Since containers run on the same platform where they are deployed, it’s relatively simple to test a container-based application before deploying it to production.
Maintenance
As it is clear from above, maintenance in serverless architecture rests with the cloud provider but in a containerized architecture developers take up the maintenance task.
Cost
In serverless your provider will bill you only for the time your serverless functions spend running. Also, as functions are short-lived in nature you incur some cost only when they are invoked and utilized. In contrast, you spin up container instances and keep at least some of them running 24/7, often leading to a higher cost.
Serverless Vs. Container – When to Choose What?
Serverless Computing: Developers can focus purely on code without worrying about infrastructure, but it might lack flexibility for certain applications.
Containers: They offer greater control over environments but demand more setup and maintenance.
Serverless Computing is an ideal solution for the following scenarios:
- When your traffic patterns fluctuate automatically, serverless computing not only manages these changes but also scales down to zero when there is no traffic.

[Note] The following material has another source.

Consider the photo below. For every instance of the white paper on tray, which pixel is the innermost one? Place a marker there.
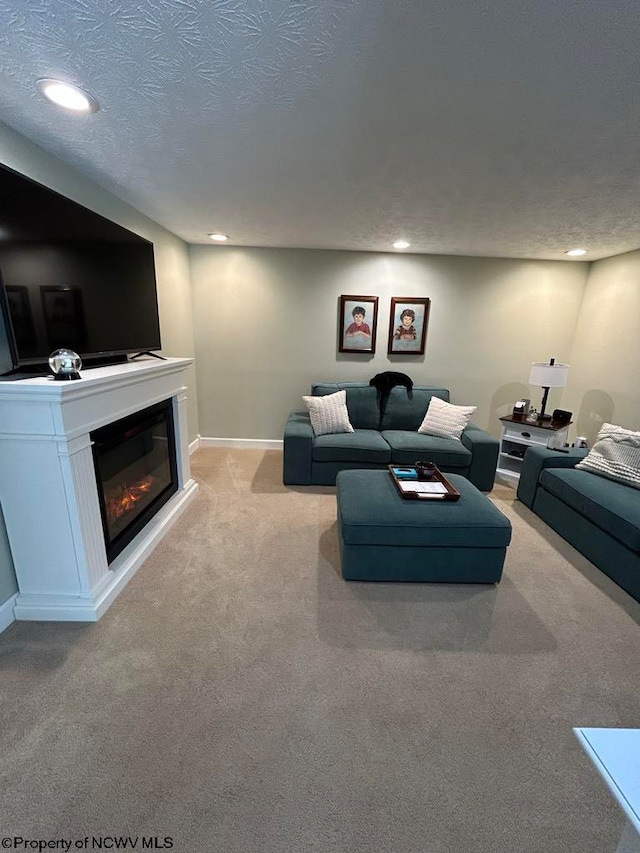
(422, 488)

- If you are concerned about the costs associated with maintaining servers and the resources your application consumes, serverless architecture is a great choice.

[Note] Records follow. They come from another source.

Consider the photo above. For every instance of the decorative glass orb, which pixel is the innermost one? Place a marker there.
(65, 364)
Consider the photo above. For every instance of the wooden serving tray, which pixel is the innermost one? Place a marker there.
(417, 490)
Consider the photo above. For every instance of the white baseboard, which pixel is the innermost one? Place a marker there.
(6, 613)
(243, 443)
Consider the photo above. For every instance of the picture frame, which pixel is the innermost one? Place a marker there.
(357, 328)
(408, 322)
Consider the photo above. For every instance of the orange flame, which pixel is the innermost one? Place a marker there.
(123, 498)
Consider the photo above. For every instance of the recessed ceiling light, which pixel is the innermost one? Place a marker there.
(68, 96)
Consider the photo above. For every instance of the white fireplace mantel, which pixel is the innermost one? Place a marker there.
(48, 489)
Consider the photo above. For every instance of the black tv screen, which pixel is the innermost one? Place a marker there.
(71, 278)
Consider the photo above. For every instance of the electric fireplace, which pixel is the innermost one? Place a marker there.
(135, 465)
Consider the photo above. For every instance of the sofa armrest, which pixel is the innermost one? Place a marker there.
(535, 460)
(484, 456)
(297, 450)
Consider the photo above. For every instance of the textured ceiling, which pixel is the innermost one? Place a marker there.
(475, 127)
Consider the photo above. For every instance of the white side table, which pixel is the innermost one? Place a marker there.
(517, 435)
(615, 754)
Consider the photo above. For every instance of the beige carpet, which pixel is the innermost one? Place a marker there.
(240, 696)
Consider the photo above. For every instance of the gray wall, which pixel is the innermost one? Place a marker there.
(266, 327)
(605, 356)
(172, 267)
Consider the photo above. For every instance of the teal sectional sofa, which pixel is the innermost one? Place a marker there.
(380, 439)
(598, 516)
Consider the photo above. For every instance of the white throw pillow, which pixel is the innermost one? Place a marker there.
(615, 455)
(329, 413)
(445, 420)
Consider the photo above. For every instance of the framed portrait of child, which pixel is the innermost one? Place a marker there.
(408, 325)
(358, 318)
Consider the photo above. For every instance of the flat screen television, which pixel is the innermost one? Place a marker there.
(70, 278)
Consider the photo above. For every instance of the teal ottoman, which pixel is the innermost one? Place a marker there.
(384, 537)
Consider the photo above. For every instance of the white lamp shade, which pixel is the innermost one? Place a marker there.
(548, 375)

- If you prefer not to spend much time worrying about where your code is running and how it operates, serverless offers a streamlined approach.
- With serverless, you can develop and deploy websites and applications without the need to set up infrastructure. This means you can launch a fully functional app or website in just a few days.

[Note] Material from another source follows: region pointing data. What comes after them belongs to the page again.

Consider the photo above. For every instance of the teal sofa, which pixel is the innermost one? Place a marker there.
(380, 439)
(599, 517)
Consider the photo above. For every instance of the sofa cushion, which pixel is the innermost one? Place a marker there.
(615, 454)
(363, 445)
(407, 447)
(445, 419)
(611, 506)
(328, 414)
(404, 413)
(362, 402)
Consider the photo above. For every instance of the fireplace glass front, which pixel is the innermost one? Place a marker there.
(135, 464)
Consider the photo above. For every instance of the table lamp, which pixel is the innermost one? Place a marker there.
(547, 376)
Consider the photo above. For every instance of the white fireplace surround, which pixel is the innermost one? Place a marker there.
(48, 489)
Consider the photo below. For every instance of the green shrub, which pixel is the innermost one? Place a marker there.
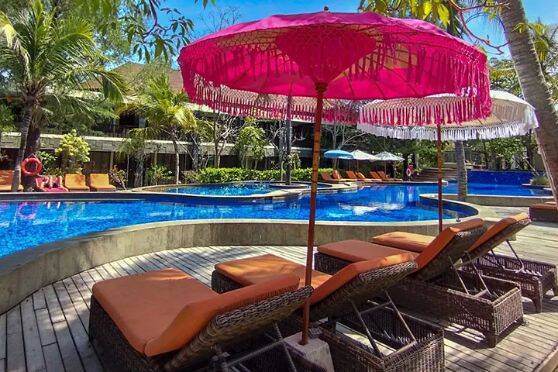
(540, 181)
(220, 175)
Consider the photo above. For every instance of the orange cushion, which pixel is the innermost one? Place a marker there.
(75, 182)
(358, 250)
(498, 227)
(444, 238)
(144, 305)
(195, 316)
(256, 269)
(253, 270)
(544, 206)
(404, 240)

- Serverless architecture also enables the creation of performance-enhancing image and video services for any application, allowing you to perform tasks such as dynamically resizing images or adjusting video transcoding for various target devices.
Containers are ideal for application deployment in the following scenarios:
- When you want to choose your preferred operating system and have complete control over the installed programming languages and runtime versions.
- If you need to use software that has specific version requirements, containers are an excellent starting point.
- If you’re willing to invest in larger, traditional servers for tasks such as web APIs, machine learning computations, and long-running processes, containers can be a cost-effective alternative.
- For developing new container-native applications.
- If you need to refactor a large and complex monolithic application, containers are better suited for managing such complexity.
- Some organizations utilize containers to migrate existing applications to more modern environments. Container orchestration tools like Kubernetes come with established best practices that simplify the management of large-scale container setups.
- While container orchestration platforms like Docker can help address issues with unpredictable traffic through auto-scaling, keep in mind that the process of starting or stopping containers may not be instantaneous.
Serverless and Containers Together
The choice between serverless and containers is not merely about selecting one over the other; rather, it can be beneficial to integrate both technologies. For instance, an organization may deploy its core services using containers while utilizing serverless functions for specific tasks like event handling or background processing. This hybrid approach allows businesses to leverage the strengths of both models—achieving agility with serverless while maintaining control and consistency with containers.
Conclusion
Ultimately, the decision hinges on the nature of the application being deployed. Serverless is well-suited for applications that can be broken down into smaller functions with unpredictable load patterns, while containers excel in scenarios requiring stable environments and long-running processes. As your organization continues to navigate this evolving landscape, understanding these differences will be crucial for optimizing your application deployment strategies in the cloud.